Peripheral elastic and inelastic scattering ofO17,18on light targets at 12 MeV/nucleon

Abstract

A study of interaction of neutron-rich oxygen isotopes $^{17,18}\mathrm{O}$ with light targets has been undertaken in order to determine the optical potentials needed for the transfer reaction $^{13}\mathrm{C}(^{17}\mathrm{O},^{18}\mathrm{O})^{12}\mathrm{C}$. Optical potentials in both incoming and outgoing channels have been determined in a single experiment. This transfer reaction was used to infer the direct capture rate to the $^{17}\mathrm{F}(p,\ensuremath{\gamma})^{18}\mathrm{Ne}$ which is essential to estimate the production of $^{18}\mathrm{F}$ at stellar energies in ONe novae. The success of the asymptotic normalization coefficient (ANC) as indirect method for astrophysics is guaranteed if the reaction mechanism is peripheral and the distorted wave Born approximation cross-section calculations are warranted and stable against the optical model potential (OMP) used.
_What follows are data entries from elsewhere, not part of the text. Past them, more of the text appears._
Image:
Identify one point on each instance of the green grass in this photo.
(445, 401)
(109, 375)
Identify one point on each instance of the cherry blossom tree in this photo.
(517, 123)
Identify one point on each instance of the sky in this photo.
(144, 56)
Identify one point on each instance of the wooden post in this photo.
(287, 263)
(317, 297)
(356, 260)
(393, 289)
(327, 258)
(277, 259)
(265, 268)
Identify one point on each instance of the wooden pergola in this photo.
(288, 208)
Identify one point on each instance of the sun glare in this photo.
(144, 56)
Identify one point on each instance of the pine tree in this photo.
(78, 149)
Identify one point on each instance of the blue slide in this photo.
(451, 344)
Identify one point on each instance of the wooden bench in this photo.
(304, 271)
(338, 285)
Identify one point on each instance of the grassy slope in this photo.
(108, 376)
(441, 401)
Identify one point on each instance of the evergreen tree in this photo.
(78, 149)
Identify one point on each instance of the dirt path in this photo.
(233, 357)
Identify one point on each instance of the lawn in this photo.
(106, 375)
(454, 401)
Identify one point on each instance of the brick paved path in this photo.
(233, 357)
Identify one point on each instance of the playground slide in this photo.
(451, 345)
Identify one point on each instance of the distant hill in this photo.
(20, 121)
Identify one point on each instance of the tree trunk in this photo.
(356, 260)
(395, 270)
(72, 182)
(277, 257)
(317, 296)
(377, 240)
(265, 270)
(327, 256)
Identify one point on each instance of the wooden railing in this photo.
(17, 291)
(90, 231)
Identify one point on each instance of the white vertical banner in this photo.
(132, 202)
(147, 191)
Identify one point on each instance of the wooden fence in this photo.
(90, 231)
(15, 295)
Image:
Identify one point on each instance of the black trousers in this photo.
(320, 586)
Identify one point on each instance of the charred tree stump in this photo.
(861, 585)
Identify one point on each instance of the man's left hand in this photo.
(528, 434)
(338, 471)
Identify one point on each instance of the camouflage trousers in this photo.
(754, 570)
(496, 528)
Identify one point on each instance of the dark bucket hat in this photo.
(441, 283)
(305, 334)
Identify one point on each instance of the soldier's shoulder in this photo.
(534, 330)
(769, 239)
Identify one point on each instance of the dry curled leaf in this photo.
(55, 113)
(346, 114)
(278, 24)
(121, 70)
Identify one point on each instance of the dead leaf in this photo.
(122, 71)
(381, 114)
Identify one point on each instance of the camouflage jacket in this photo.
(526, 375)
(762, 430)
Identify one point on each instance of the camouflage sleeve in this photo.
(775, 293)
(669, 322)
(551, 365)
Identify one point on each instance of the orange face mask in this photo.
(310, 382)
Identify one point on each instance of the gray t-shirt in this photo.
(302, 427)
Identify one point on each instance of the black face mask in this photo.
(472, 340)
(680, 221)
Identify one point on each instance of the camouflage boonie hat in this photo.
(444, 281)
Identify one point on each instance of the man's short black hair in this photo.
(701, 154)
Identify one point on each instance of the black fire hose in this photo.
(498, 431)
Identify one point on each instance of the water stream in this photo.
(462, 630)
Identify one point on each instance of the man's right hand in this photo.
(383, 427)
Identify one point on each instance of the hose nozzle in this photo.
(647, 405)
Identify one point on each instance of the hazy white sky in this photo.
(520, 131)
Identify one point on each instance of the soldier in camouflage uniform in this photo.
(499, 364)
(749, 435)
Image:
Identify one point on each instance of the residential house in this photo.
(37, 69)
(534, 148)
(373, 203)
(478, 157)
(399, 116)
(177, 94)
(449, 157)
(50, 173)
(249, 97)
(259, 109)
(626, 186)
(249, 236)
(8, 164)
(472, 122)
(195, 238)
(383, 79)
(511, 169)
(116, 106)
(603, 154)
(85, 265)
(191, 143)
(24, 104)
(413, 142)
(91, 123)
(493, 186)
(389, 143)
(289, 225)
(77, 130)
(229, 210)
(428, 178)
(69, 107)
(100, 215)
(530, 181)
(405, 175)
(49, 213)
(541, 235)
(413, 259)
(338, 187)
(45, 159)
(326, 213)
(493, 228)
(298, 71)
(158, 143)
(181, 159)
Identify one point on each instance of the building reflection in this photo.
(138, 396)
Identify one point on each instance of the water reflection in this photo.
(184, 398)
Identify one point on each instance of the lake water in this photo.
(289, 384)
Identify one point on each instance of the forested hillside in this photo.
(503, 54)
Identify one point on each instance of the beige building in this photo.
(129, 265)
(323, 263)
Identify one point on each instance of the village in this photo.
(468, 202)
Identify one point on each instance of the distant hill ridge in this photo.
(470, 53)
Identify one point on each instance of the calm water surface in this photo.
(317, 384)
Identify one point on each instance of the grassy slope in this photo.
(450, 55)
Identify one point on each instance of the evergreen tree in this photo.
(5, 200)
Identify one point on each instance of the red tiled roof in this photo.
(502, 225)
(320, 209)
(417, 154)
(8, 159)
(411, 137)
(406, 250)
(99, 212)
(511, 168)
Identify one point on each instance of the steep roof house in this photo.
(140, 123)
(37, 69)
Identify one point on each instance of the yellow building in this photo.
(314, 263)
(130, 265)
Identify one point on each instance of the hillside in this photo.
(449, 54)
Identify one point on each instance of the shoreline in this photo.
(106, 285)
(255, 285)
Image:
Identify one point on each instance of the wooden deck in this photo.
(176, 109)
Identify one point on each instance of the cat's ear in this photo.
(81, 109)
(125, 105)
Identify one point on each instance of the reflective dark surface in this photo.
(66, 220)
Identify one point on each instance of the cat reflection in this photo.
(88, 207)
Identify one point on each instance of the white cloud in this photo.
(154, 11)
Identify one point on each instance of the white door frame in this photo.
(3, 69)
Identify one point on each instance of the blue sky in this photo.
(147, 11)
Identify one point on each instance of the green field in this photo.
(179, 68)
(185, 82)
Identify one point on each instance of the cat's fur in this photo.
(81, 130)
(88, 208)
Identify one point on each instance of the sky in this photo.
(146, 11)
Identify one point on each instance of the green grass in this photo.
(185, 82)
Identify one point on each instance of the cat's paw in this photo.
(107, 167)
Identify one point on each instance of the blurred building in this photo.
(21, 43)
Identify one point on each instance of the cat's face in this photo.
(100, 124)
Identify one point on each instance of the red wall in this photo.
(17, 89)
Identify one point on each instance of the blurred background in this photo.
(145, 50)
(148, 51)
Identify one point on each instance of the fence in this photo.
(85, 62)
We demonstrate the stability of the ANC method and the OMP results by using good-quality elastic and inelastic-scattering data with stable beams before extending the procedures to rare-ion beams. The peripherality of our reaction is inferred from a semiclassical decomposition of the total-scattering amplitude into barrier and internal barrier components. Comparison between elastic scattering of $^{17}\mathrm{O}$, $^{18}\mathrm{O}$, and $^{16}\mathrm{O}$ projectiles is made.